What are some challenges when you go to a university far from home?

I don’t know how ‘ far from home ‘ you are going to go or want to study, but I also went to study far from home.For me that was lead, while I lived in a village next to Arnhem. That was in 2008. I was 19 years old and my mother didn’t think I was going to study in the Randstad: “The mentality there is much harder than what we are accustomed to.”

I found it so doodeng.A week before the academic year started, I cried with the stress. Almost I had registered at a uni closer house. Luckily I continued. My challenges may be a bit dated, but maybe you have some of it.

These were they:

  1. I had to be at rooms. If I were going to the uni by public transport from home I was over 2 hours on the way.

Fortunately, at the time of the Leiden student housing, there was a rule that students who would be more than 1.5 hours on the road were given priority in a room. Because of this I had a room in Leiden within two months.

It was the first time I lived on myself.I then still believed that Tzatziki was a salad and ate a pot as a regular dinner.

  • I was one of the few who lived in rooms. I was expecting several fellow students to live in rooms as well.
  • Nothing was less true. Many students came from the neighbourhood of Leiden, knew each other from high school or via and travelled together to and from the uni.

    Especially the first year I felt somewhat lonely.My roommates were older and one worked even though. In my studies there was another girl who was in the same boat as me. She came all the way from Limburg. I made the mistake of saying that I found her ‘ soft g ‘ adorable. Our fledgling friendship was immediately over.

    By the second year, more and more fellow students were living in rooms and became more sociatic.

  • I constantly stray. It was still for the smartphone era.
  • What I did was view the route on the Internet and with a note make note of the route. On the way I asked passersby if I was still on the right road.
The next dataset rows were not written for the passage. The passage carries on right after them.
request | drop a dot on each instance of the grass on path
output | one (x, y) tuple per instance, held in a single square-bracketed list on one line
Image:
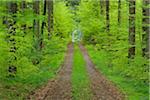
[(80, 79)]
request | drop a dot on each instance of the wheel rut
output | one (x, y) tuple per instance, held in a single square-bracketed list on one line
[(60, 87), (102, 88)]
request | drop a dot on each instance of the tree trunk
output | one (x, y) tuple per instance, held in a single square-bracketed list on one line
[(23, 7), (42, 27), (102, 6), (36, 24), (107, 16), (12, 7), (119, 12), (146, 30), (131, 51), (50, 17)]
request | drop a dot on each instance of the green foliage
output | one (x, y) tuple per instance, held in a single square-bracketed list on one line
[(63, 22), (80, 79), (34, 67)]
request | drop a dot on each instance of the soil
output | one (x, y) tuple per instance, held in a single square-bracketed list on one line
[(101, 87), (60, 87)]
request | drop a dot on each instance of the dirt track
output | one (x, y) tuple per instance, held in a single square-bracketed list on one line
[(60, 88), (102, 88)]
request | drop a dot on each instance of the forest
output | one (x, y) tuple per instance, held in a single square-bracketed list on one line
[(74, 49)]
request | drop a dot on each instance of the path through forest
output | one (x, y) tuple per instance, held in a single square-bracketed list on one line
[(102, 88), (60, 88)]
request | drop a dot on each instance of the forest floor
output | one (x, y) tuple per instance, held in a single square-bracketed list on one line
[(61, 87)]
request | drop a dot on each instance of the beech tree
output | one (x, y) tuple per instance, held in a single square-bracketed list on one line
[(12, 7), (36, 24), (119, 12), (107, 16), (131, 51), (146, 29), (50, 17)]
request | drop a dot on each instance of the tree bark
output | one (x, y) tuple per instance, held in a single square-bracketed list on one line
[(12, 8), (43, 25), (146, 29), (131, 51), (50, 17), (102, 7), (36, 24), (119, 12), (107, 16)]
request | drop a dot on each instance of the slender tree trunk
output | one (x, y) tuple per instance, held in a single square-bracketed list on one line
[(23, 7), (131, 52), (146, 29), (119, 12), (42, 27), (102, 6), (50, 17), (12, 7), (107, 16), (36, 24)]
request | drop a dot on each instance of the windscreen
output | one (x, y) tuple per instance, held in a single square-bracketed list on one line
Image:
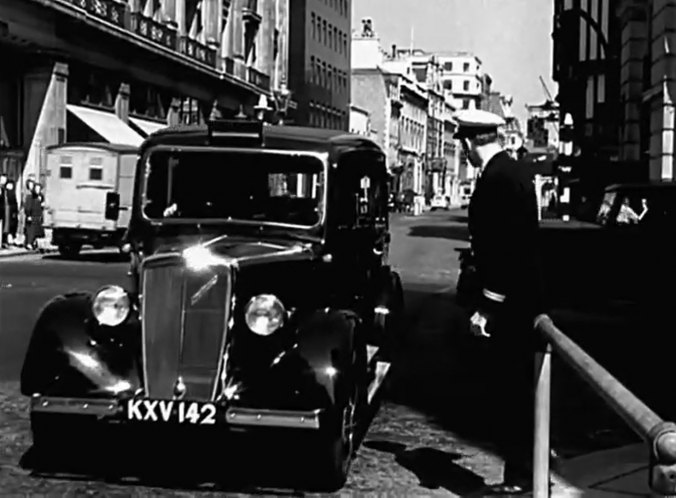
[(253, 186)]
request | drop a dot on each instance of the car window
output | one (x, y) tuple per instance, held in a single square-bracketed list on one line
[(234, 185), (652, 207), (361, 190)]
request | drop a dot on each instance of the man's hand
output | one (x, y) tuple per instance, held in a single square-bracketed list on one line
[(170, 211), (479, 323)]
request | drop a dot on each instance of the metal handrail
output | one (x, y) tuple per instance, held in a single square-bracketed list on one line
[(660, 435)]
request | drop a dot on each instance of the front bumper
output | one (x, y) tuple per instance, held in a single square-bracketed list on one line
[(113, 410)]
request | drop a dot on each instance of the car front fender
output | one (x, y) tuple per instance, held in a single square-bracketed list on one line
[(325, 343), (70, 354)]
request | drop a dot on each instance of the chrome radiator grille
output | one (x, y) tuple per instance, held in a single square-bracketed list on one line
[(185, 316)]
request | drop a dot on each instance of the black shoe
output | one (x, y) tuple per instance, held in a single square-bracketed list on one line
[(521, 487)]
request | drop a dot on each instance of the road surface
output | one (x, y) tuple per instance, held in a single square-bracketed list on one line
[(431, 436)]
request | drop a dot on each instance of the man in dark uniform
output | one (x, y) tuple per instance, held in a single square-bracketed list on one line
[(503, 226)]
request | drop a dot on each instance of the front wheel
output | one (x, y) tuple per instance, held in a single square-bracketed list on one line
[(335, 447)]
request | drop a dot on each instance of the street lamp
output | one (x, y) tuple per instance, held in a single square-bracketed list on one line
[(565, 153), (282, 98), (262, 107)]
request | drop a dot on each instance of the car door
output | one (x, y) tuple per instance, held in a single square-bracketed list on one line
[(360, 217)]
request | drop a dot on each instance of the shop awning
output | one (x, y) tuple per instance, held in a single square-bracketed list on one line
[(108, 125), (147, 127)]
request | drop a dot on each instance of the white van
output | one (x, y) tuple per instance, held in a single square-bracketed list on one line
[(82, 180)]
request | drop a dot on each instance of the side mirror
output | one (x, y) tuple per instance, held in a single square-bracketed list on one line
[(112, 206)]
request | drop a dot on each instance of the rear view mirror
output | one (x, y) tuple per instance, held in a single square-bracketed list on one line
[(112, 206)]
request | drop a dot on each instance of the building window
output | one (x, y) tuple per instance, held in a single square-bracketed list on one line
[(190, 112), (96, 173)]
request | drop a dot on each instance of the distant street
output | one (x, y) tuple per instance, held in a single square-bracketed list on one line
[(432, 434)]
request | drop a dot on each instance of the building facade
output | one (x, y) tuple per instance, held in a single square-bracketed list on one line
[(586, 67), (360, 121), (648, 83), (115, 71), (463, 78), (542, 129), (511, 134), (319, 62), (614, 62)]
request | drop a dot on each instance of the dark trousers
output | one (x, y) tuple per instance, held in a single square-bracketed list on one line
[(512, 358)]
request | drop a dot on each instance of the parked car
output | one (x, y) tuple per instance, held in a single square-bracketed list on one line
[(260, 299), (80, 177), (625, 256), (440, 201)]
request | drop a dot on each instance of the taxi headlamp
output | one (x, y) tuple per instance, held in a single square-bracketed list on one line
[(264, 314)]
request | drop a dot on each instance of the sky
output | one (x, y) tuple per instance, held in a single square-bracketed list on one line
[(511, 37)]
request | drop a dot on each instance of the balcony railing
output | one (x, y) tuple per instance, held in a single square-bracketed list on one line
[(161, 33), (108, 10), (257, 78), (198, 51)]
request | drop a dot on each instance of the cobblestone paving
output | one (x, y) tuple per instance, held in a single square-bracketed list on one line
[(410, 449), (403, 453)]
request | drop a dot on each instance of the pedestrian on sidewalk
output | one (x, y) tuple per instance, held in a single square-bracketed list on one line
[(10, 214), (33, 209), (503, 227)]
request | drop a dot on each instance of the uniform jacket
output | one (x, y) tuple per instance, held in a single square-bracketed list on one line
[(503, 226)]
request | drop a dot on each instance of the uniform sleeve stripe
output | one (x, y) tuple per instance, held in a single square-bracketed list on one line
[(494, 296)]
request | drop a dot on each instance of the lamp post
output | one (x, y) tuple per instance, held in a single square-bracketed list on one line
[(262, 107), (565, 153), (282, 97)]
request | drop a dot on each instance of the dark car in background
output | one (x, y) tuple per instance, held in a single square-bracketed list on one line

    Sometimes I went by bus, but the buses did not have any screens that indicated the next stop.So I asked the bus driver or fellow passengers if she could give a call. Often enough I still got out wrong. I have seen so much of Leiden and because of that I learned to know the city better.

    What I can give you as a tip: keep Googlemaps at hand, bike a lot and explore the city in your free time.Often you really walk against nice bars, shops and cafes.

    Do you have an appointment in a neighbourhood you haven’t been to before?Cycle the route in your spare time. Believe me, traffic situations can be different than you are used to compared to your current place of residence. I’ve been almost a ticket, because I seemingly cycled ghost. The agent could not tell me how to cycle, so I was allowed to drive.

  • Make friends. As I mentioned before, most fellow students came from the surroundings of Leiden.
  • As a result, they talked with their own friends who still knew them from high school.

    I was the only one of my VWO education to study in Leiden.In addition, I was not in a student association and the people in Leiden could clearly notice that I was not from here because of my Arnhemse accent.

    Seemingly sounded ‘ have ‘ out of my mouth As ‘ Hebban ‘.Really got a lot to hear. And my ‘ Ajuus ‘ farewell greeting was also a real no go.

    My tip: Go to places as much as possible to meet new people.Go to the activities of your study association and your uni, see what’s to do in the city, volunteer work… step really out of your comfort zone. I followed a course at a student association with a joint dinner, I went to a classic play on the uni and I was a volunteer at the library. Really do your best to meet new people.

  • My old social life was also far away. My friends all went to study in Nijmegen.
  • And just like my Leiden fellow students, they all traveled together to the uni and were speaking after the lectures. Afterwards I heard the stories.

    I was used to seeing my friends every day, but now I had to bother to talk to them.Especially in the beginning I missed them very much, but when I started to build a social life in Leiden it became less and more.

    I have to say that my challenges really took place especially in the first year.Then I knew the city on my thumb, I had nice friends and lived there for five years with great pleasure. Last I walked through Leiden again and I got flashbacks to all the cool stuff I’ve been doing there.

    Looking back, I have learnt so much from these challenges.Because of the new, sometimes stressful situations, I had to be creative in finding solutions. I still use those solutions when I am abroad or live in a new city. In my one on the path in an unknown city? No problem!

    Oh, and before I went to study I found people stepping down Doodeng.I got over this very quickly in Leiden.

    Best of luck with your study.It’s going to be a fun time where you’ll remember with a lot of nostalgia. Really!